Was ist eine WLAN-Festplatte?

Im Prinzip ist eine WLAN-Festplatte eine externe Festplatte, welche über die Besonderheit verfügt, selbstständig ein WLAN-Netzwerk herzustellen. Dies ermöglicht es allen WLAN fähigen Endgeräten in der näheren Umgebung auf diese Daten zuzugreifen. Dabei liegt der größte Vorteil in der Mobilität. Da sie keine externe Stromversorgung benötigen und die Verbindung drahtlos funktioniert sind sie praktisch unsichtbar. So werden mobile Endgeräte drahtlos um massig Speicherplatz erweitert. Wer genauere Informationen zu einzelnen aktuellen Modellen benötigt, dem sei das Ratgeber- und Testportal für WLAN-Festplatten ans Herz gelegt.

Für wen lohnt sich eine WLAN-Festplatte?

Eine WLAN-Festplatte eignet sich am ehesten für Personen, die unterwegs auf große Datenbestände zugreifen müssen.
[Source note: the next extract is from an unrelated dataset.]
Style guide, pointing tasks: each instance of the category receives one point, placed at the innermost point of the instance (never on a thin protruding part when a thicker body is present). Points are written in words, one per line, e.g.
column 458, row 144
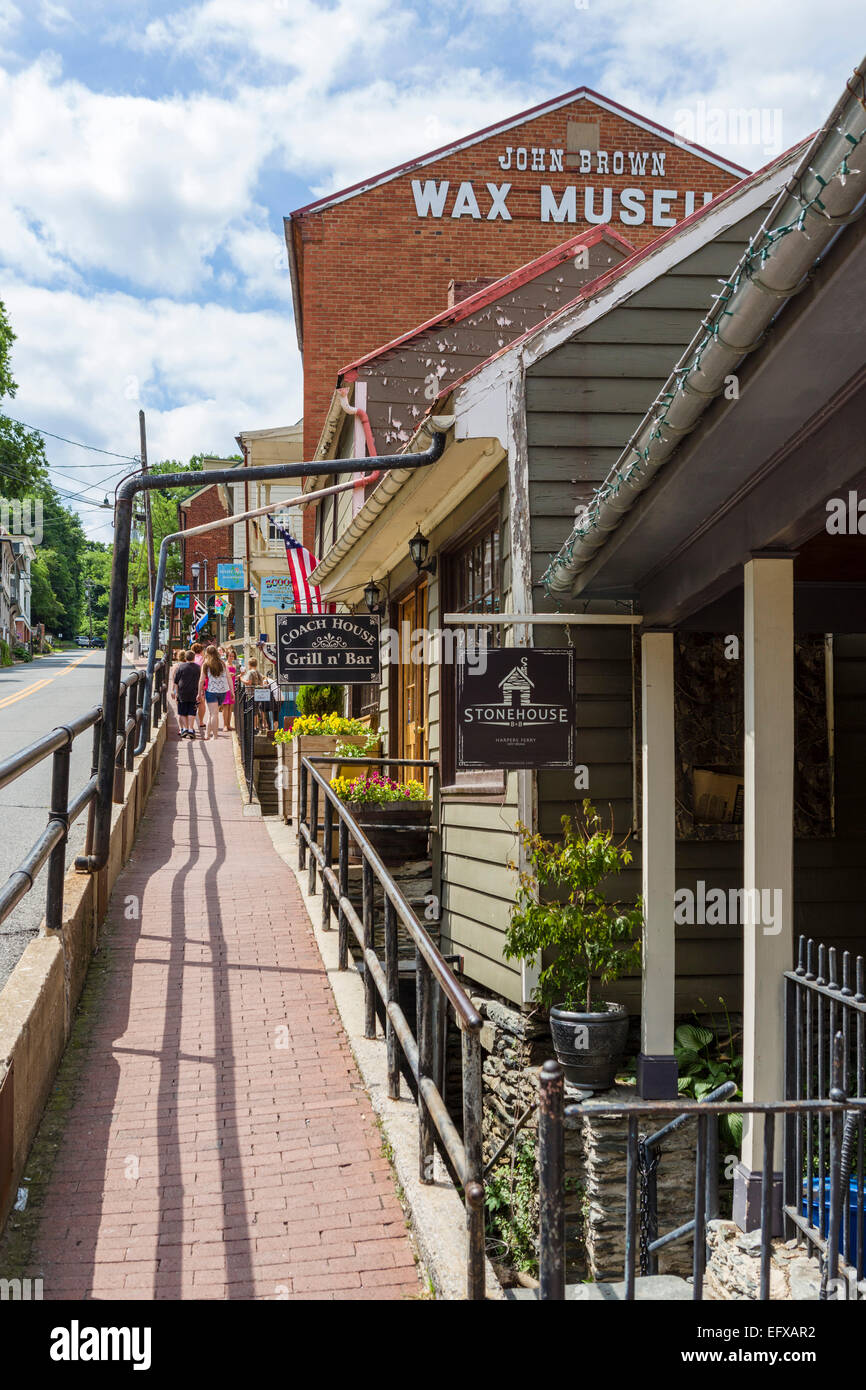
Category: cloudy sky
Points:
column 149, row 152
Mittlerweile gibt es auch die Cloud Technik, die es erlaubt, Daten online zu speichern und diese auch von Unterwegs jederzeit abrufen zu können. Nicht jeder ist jedoch gewillt zum Teil persönliche Daten wie Fotos oder Videos aber auch Dokumente ins Internet zu stellen. Eine WLAN-Festplatte erzeugt ein eigenes Netzwerk völlig unabhängig vom Internet. Somit hat man zudem den Vorteil nicht auf eine Internetverbindung angewiesen zu sein.

Was gibt es für Unterschiede?

SSD vs. klassische Festplatte
Wie alle Festplatten mittlerweile werden auch WLAN-Festplatten als SSD oder klassisch magnetische Festplatte angeboten. Wer sein Hauptaugenmerk auf viel Speicherplatz legt ist mit der klassischen Variante gut beraten, wer dagegen mehr Wert auf schnellen Datenzugriff legt, sollte zur SSD Variante greifen. Aufgrund der erheblich schnelleren Zugriffszeit ist eine SSD Platte im Gegensatz zum normalen Modell bei gleichem Speicherplatz erheblich teurer.

Speicherplatz

Der Speicherplatz von WLAN-Festplatten reicht von 32 GB bis hin zu 4 TB. Je nachdem was für Daten man auf der Platte speichern will hat man hier die freie Auswahl. Wenn man bedenkt, dass heutige HD Filme oft schon 10 bis 30 GB groß sein können, sollte man jedoch mindestens etwa 500 GB einplanen, um flexibel zu bleiben und keine Platzprobleme zu bekommen.

Reichweite

Die Reichweite der einzelnen Geräte wird von den Herstellern meist mit 10 bis 50 Metern angegeben, Praxistests zeigen oft aber deutlich geringere Entfernungen, gerade beim Streamen von Filmen. Die Datenübertragung wird mit zunehmender Entfernung immer langsamer und führt oft zu Rucklern, wenn die Entfernung zu groß wird.

Akkulaufzeit

Auch hier gibt es große Unterschiede. Die meisten Geräte haben laut Hersteller eine Akkulaufzeit von 5-10 Stunden. Hier kommt es wieder darauf an, wie die Platte genutzt wird. Beim Streamen von Filmen, möglicherweise auch noch auf mehreren Endgeräten muss der Akku schneller wieder aufgeladen werden als nach einfacher Dokumentenbearbeitung.

Was ist noch zu beachten?

Auf jeden Fall sollte man die WLAN-Festplatte mit einem Kennwortschutz vor unerlaubtem Zugriff schützen. Tut man Dies nicht, kann praktisch jeder der sich in Reichweite befindet auf die Daten zugreifen. Wenn man vor der konkreten Kaufentscheidung steht, sollte man unbedingt aktuelle Testberichte zu Rate ziehen und sich für ein Modell entscheiden, dass den eigenen Ansprüchen am ehesten gerecht wird.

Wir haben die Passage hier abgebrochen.